The episode breaks uncertainty into two practical categories: aleatoric uncertainty, which comes from ambiguity and noise in the data, and epistemic uncertainty, which appears when a case falls outside the model’s knowledge. Along the way, we unpack what probability scores really mean, why near-ties deserve attention, and why out-of-distribution detection matters when a model might confidently mistake the unfamiliar for the known. The key takeaway is simple: safer AI systems do not hide uncertainty. They make it visible, communicate it clearly, and know when to abstain.
References:
Uncertainty-aware abstention in medical diagnosis based on medical texts
Vazhentsev et al.
Nature Artificial Intelligence (2026)
Credits:
Theme music: Nowhere Land, Kevin MacLeod (incompetech.com)
Licensed under Creative Commons: By Attribution 4.0
https://creativecommons.org/licenses/by/4.0/
The Moon Question And False Certainty
SPEAKER_01Hey Vasanth, what's the diameter of the moon? What? Yeah, just just give me like uh like an estimate where you're you know like 90% certain it's in that range. Don't don't do like a zero to a million or something, but just like you know.

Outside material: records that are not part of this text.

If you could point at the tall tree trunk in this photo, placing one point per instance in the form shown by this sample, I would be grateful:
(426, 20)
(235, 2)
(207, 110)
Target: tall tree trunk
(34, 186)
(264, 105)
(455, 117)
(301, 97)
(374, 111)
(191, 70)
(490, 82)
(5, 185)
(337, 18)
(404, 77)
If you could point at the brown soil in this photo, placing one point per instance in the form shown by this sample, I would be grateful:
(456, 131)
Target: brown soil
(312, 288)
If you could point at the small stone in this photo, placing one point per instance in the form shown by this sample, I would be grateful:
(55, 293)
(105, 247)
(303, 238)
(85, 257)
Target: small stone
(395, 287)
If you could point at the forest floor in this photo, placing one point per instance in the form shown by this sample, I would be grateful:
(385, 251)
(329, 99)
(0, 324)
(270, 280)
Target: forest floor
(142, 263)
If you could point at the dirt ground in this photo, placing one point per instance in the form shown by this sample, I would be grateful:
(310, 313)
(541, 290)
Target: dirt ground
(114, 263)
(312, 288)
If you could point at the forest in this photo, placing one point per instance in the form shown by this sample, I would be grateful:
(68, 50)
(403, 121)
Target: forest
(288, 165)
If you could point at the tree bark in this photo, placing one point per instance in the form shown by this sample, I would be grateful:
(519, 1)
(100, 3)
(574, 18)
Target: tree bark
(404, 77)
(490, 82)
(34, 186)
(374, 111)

SPEAKER_00I don't know, somewhere between five and fifteen thousand miles. I don't know. I I want you to be like ninety percent confident though. Oh. Um yeah, I think it's between five and fifteen thousand miles.

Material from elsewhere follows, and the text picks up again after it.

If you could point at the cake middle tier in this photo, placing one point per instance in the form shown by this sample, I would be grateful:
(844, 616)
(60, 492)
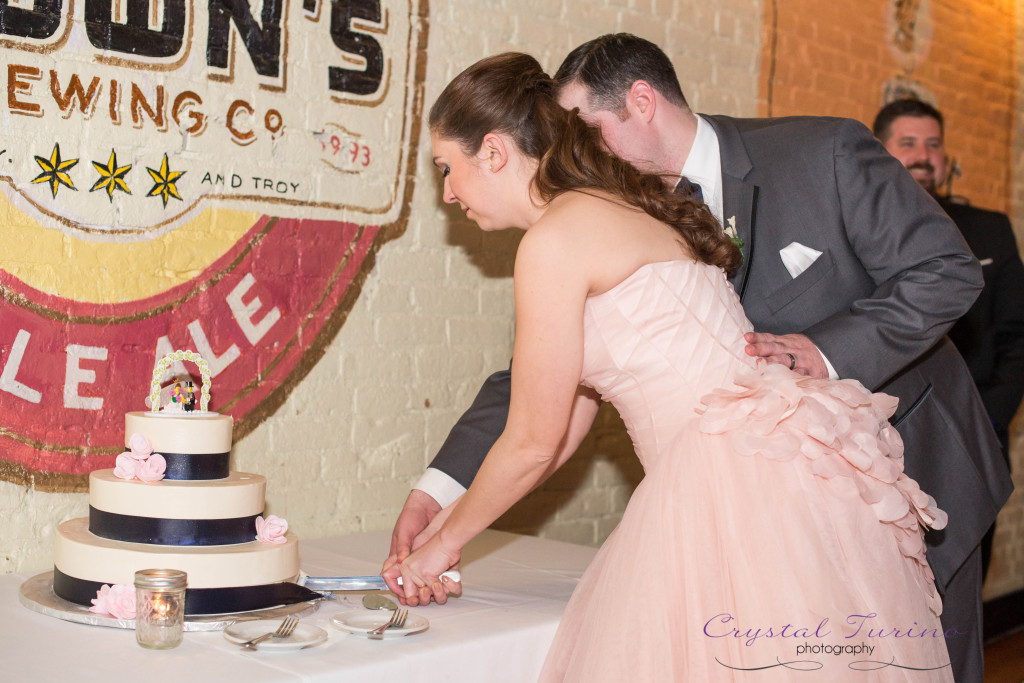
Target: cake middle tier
(215, 512)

SPEAKER_01Interesting. You were uh overconfidently wrong there, or maybe you were underconfidently wrong. I don't know. You didn't sound very confident in your estimate.
SPEAKER_00Oh boy.
SPEAKER_01Um, but but the moon's diameter, uh the mean diameter is around 2,159 miles. Did you feel certain or uncertain there?

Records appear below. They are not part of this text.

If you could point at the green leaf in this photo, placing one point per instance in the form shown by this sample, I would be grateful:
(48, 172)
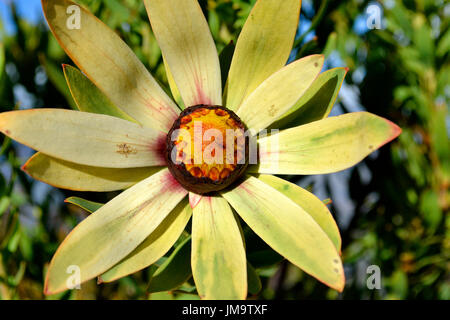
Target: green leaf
(175, 271)
(87, 205)
(317, 102)
(88, 97)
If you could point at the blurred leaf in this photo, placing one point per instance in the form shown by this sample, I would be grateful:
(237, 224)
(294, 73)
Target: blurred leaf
(429, 207)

SPEAKER_00Oh boy. I was definitely uncertain, and I had no idea what I was what I was doing.
SPEAKER_01Did I trick you into like trying to trying to be certain? Can but the AI sounds certain when it does this kind of stuff. Yeah, I mean I I had to be certain, right? I had to say something. I forced you to.
SPEAKER_00You did Hello and welcome back to Code and Cure, uh, the podcast where we discuss decoding health in the age of AI. My name is Vasant Sarathi. I'm an AI researcher and cognitive scientist, and I'm here with Laura Hagopian. I'm an emergency medicine physician. I have to say that moon example is interesting, um, you know, and it's it's kind of the the space of questions that we just don't have a starting point for, right? There are some questions that we're just uncertain about. We just don't know where to begin, but maybe that's okay.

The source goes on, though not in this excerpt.